Terrorisme en Mauritanie : trois Maghrébins et un Mauritanien arrêtés

Deux Tunisiens, un Libyen et un Mauritanien ont été arrêtés ce week-end, en Mauritanie, en raison de leur proximité présumée avec les milieux terroristes salafistes. Dans le même temps, quatre personnes suspectées d’avoir aidé les assassins des quatre touristes français retrouvés morts près d’Aleg, le 24 décembre dernier, ont été inculpés par la justice.

Avec Panapress, Nouakchott

Au moins trois personnes d’origine maghrébine et un Mauritanien, considérés comme proches de la mouvance terroriste salafiste, ont été arrêtés ce week-end par la police mauritanienne, rapporte dimanche Al- Akhbar, un journal mauritanien proche des milieux islamistes modérés. Ces arrestations, confirmées par les services de sécurité, touchent des individus adeptes « d’une idéologie extrémiste », dans le cadre d’une campagne « visant la mise aux arrêts de tous les étrangers porteurs d’idées salafistes ayant des liens avec les jeunes Mauritaniens proches des milieux djihadistes », précise la même source.

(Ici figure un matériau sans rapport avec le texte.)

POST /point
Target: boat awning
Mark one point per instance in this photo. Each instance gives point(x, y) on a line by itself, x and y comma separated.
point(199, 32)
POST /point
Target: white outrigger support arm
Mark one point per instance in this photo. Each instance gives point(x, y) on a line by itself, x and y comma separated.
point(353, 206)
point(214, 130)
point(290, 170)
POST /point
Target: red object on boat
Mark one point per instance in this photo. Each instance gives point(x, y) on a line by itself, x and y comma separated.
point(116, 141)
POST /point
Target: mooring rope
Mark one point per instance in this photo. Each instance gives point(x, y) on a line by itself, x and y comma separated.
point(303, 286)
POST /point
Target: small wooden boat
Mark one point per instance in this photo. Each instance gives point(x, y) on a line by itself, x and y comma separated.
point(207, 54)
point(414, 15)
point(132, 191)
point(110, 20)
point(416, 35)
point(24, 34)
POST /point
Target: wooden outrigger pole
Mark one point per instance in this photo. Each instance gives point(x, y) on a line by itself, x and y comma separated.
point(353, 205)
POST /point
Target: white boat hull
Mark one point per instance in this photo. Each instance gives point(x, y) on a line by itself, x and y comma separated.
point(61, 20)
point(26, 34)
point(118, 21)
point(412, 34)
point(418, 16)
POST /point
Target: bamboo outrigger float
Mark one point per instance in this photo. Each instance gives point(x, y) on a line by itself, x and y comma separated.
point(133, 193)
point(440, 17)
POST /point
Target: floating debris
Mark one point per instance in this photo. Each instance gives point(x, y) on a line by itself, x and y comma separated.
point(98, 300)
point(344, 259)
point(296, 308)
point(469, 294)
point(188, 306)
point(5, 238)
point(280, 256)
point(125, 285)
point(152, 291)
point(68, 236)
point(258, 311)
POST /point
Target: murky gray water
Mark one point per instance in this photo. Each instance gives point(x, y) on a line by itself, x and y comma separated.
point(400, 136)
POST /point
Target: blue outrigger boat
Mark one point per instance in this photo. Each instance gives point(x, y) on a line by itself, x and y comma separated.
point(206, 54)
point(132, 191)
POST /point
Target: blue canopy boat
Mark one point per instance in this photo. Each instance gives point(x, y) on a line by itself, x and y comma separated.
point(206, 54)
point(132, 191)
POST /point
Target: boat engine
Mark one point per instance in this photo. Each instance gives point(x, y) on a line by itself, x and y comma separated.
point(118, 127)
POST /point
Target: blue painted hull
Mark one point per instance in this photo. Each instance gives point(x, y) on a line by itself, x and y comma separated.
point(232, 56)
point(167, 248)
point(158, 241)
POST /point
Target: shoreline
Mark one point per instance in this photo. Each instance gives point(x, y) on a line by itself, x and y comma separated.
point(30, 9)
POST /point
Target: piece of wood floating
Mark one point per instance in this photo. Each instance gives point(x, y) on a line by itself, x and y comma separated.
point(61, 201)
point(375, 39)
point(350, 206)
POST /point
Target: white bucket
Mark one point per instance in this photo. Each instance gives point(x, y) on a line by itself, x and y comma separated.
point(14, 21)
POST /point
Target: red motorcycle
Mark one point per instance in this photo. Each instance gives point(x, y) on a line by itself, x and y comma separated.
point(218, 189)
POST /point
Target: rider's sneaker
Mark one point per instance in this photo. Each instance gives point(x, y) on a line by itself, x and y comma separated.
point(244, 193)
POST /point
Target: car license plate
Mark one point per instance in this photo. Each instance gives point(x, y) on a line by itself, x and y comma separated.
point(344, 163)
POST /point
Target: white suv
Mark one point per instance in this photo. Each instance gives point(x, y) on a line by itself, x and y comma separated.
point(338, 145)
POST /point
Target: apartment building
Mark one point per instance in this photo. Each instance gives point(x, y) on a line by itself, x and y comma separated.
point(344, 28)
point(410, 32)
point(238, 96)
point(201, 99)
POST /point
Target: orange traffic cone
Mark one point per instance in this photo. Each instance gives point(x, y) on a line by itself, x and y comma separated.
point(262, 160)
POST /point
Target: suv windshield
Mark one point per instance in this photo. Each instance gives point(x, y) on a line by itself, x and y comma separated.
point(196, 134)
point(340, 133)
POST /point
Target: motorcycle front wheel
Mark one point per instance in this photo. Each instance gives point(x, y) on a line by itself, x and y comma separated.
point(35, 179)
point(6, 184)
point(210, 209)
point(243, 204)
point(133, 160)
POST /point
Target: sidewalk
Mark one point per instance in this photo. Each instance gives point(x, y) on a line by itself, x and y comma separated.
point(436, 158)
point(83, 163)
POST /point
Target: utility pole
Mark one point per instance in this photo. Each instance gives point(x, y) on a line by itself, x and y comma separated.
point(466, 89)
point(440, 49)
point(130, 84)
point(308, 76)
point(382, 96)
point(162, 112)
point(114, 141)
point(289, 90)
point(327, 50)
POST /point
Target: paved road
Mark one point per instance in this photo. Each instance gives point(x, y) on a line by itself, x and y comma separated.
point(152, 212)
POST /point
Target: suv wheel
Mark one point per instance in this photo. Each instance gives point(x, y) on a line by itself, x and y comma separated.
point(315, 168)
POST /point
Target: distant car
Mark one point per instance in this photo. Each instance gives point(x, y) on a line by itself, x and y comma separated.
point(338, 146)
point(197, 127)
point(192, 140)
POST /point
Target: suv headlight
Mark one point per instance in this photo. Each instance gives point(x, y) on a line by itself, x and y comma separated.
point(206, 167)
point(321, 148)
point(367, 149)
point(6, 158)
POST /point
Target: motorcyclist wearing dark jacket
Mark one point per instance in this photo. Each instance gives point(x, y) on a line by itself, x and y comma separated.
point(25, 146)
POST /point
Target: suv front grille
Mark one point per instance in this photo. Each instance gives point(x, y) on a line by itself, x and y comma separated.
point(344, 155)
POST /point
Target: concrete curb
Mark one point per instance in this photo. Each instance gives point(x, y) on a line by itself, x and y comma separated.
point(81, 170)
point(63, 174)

Selon Al-Akhbar, les individus arrêtés sont Naim Carboni, un Mauritanien qui étudie les sciences religieuses dans une école coranique, Wail Houssein (Tunisie), Abdel Kerim Karaoui (Tunisie) et Youssef Mohamed Makhzoum (Libye). Les services de police nationaux n’établissent toutefois pas un lien formel entre eux et les auteurs présumés de l’attentat qui a coûté la vie le 24 décembre dernier à quatre touristes français, près d’Aleg (260 km au sud-est de Nouakchott).

Quatre inculpations et quatre non lieu

Quatre personnes suspectées d’avoir aidé les assassins des touristes français ont été inculpées ce dimanche de « fourniture de moyens logistiques permettant à des auteurs d’un acte terroriste de fuir et de se soustraire à la justice », selon une source judiciaire citée par l’AFP. Le procureur du tribunal de Nouakchott a requis un mandat de dépôt contre Moustapha Ould Abdel Kader, dit « Abou Said », soupçonné d’avoir commandité l’attaque, et Taki Ould Moulaye Ould Sinni, propriétaire de la voiture à bord de laquelle les assaillants ont gagné les lieux du crime.

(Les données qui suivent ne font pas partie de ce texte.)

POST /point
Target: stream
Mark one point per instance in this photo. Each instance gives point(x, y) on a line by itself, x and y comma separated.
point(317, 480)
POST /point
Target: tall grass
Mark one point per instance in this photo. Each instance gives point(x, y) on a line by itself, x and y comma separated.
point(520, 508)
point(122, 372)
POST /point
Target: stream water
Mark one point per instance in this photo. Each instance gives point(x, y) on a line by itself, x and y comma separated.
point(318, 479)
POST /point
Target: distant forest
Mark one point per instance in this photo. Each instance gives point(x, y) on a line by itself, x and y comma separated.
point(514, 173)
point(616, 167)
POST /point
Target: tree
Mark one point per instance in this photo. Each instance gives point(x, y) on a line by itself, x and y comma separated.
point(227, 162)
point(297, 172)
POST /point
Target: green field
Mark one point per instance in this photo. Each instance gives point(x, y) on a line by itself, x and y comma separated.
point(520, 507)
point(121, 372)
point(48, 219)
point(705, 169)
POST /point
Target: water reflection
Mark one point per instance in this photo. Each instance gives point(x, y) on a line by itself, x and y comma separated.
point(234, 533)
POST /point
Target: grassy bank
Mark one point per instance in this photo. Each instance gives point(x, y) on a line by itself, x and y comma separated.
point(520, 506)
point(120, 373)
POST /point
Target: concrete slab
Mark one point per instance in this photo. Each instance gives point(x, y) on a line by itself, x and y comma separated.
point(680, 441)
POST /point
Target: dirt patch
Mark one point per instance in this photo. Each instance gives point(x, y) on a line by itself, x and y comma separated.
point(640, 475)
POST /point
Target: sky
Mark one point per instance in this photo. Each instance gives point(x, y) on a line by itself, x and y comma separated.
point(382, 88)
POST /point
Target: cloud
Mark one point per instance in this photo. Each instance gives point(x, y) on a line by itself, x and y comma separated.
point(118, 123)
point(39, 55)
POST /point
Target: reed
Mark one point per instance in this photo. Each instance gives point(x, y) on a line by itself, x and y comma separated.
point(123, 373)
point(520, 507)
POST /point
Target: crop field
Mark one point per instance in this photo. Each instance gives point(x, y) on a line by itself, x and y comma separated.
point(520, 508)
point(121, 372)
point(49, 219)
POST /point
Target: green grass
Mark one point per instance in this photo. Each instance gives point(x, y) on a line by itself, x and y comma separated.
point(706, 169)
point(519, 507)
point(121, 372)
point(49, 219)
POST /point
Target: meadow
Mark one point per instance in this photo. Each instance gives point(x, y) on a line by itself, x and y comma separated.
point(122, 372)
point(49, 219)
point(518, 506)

Il a recommandé le placement sous contrôle judiciaire du chauffeur qui avait conduit les assassins jusqu’au fleuve Sénégal, après qu’ils ont commis leur forfait, et du piroguier qui leur avait permis de le traverser. Quatre autres suspects ont en revanche bénéficié d’un non lieu pour « manque de preuves », dont deux femmes. Il s’agit de la cousine du troisième auteur présumé de l’attaque, Maarouve Mohamed Habib, en cavale et pour lequel Interpol a diffusé dimanche un avis de recherche international, et de l’épouse d’« Abou Saïd ».

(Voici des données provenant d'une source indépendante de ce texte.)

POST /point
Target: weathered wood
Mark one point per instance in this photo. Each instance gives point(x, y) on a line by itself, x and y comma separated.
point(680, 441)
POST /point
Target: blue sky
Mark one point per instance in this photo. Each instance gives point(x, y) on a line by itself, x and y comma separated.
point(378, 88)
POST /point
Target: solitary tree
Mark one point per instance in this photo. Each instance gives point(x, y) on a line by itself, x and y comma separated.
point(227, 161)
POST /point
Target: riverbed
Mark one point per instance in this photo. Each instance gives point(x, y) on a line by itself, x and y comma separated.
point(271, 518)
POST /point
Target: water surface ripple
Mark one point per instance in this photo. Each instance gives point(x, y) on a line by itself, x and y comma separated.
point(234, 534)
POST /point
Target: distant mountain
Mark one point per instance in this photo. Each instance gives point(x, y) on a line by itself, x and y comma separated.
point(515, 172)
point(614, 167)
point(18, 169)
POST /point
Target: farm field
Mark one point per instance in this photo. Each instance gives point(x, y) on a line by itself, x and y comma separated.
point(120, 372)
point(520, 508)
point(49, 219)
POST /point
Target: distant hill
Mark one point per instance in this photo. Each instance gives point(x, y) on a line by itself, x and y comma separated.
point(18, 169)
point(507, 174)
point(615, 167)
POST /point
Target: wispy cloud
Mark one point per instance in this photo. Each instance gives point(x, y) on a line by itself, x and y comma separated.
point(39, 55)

Extradés de Guinée-Bissau le 11 janvier dernier en compagnie de trois autres Mauritaniens soupçonnés de leur avoir « porté assistance », Mohammed Chabarnou (26 ans) et Sidi Ould Sidina (20 ans), deux des présumés auteurs des assassinats, sont actuellement placés en garde à vue et entendus par la Sûreté d’Etat.